Zac Boyer will be entering his third season covering the Washington Redskins for The Free Lance-Star this fall. Make sure to follow Zac on Twitter (@ZacBoyer) for the latest updates or e-mail him with any questions at firstname.lastname@example.org.
My take on Cam Newton’s interview
The Redskins are once again involved in the discussion of quarterback prospects, and my story for this morning’s paper looks at their options in this year’s draft. As we’ve discussed, former Auburn quarterback Cam Newton is at the center of that discussion. His group interview yesterday at the Scouting Combine was the climax of the media’s four days here in Indianapolis.
(Watch it here)
Teams are aware of Newton’s athletic prowess, so they’re more interested in learning about his character and determining whether he could be the face of their franchise. They’ll form their conclusions over the next two months from multiple interviews with Newton and those in and around his personal circle.
The Redskins started that process this weekend by meeting with Newton here at the combine, according to a league source.

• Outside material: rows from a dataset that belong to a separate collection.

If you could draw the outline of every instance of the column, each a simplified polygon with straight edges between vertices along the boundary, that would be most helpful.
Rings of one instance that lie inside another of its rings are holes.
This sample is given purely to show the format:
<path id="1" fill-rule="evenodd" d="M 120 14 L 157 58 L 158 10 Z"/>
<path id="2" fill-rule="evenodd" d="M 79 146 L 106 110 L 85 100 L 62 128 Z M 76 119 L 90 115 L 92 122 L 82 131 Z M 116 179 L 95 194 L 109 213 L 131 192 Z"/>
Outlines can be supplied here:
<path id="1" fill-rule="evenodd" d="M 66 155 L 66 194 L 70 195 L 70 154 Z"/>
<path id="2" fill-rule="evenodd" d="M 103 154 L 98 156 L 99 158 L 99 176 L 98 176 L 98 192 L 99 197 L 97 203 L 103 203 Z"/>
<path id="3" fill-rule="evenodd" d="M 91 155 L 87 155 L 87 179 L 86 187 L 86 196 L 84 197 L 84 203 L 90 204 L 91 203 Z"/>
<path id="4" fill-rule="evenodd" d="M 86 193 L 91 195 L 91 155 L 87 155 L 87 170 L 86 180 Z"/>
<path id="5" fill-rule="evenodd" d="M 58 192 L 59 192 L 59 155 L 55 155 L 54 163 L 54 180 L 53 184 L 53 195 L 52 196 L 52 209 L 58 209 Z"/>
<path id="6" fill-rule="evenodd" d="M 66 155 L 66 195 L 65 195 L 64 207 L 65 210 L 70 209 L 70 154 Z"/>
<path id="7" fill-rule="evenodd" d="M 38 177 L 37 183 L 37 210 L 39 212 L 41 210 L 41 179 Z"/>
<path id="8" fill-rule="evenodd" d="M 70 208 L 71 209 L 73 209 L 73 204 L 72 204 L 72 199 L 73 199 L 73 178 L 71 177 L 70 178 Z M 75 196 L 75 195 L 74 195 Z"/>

Yesterday, we reporters at least got a few minutes to interact personally with the reigning Heisman Trophy winner. Even though prospects rehearse these interviews, you can gauge how intelligently he speaks, whether he is poised and how personable he is.
Most notably, I found Newton to be unmistakeably charismatic. He was energetic and engaging with a bit of Southern charm. The repeated “sir” and “ma’am” were a nice touch. It is obvious that he is a marketable personality, and that’s important. Let’s not forget teams are in business here. (As if you could with all this lockout talk.)
Newton did not sound as smart as some of the other quarterbacks we met this weekend, such as Missouri’s Blaine Gabbert or Florida State’s Christian Ponder. Take his incorrect use of “due diligence” in this statement, for example:
“During this whole process with the whole NCAA, it’s been somewhat of me facing adversity. And I think I owe a whole lot of my due diligence to my supporting cast, my teammates, my coaching staff, my close friends, my family members and just people that has been available for me to talk to in the wee nights of the hour and just being available.”
But you don’t need to know what “due diligence” means to be a good quarterback in the NFL. That simply stood out to me, so I’m passing it on.
Newton deftly handled the questions about his numerous off-the-field indiscretions. Saying that he learned from his mistakes and that he wouldn’t make the same ones again was the right answer. Of course, those are just words. It’s up to the Redskins and other teams to determine if they’re true.
His references to himself in the third person made him seem self-absorbed. That doesn’t fit with the persona of a selfless leader. It appears to corroborate the “entertainer and icon” quote from last week that he insisted during his unnecessary opening statement was misunderstood by the public.
About the opening statement, though. That and the fact that he appeared to refer to notes throughout showed that Newton appreciated the magnitude of his media appearance yesterday. As a reporter, that made a positive impact on me.
I suspect some will say: ‘Who cares about the interview? All that matters is how he plays.’ My counter to that is that character impacts leadership, and leadership at the quarterback position directly impacts winning. I believe Mike Shanahan agrees.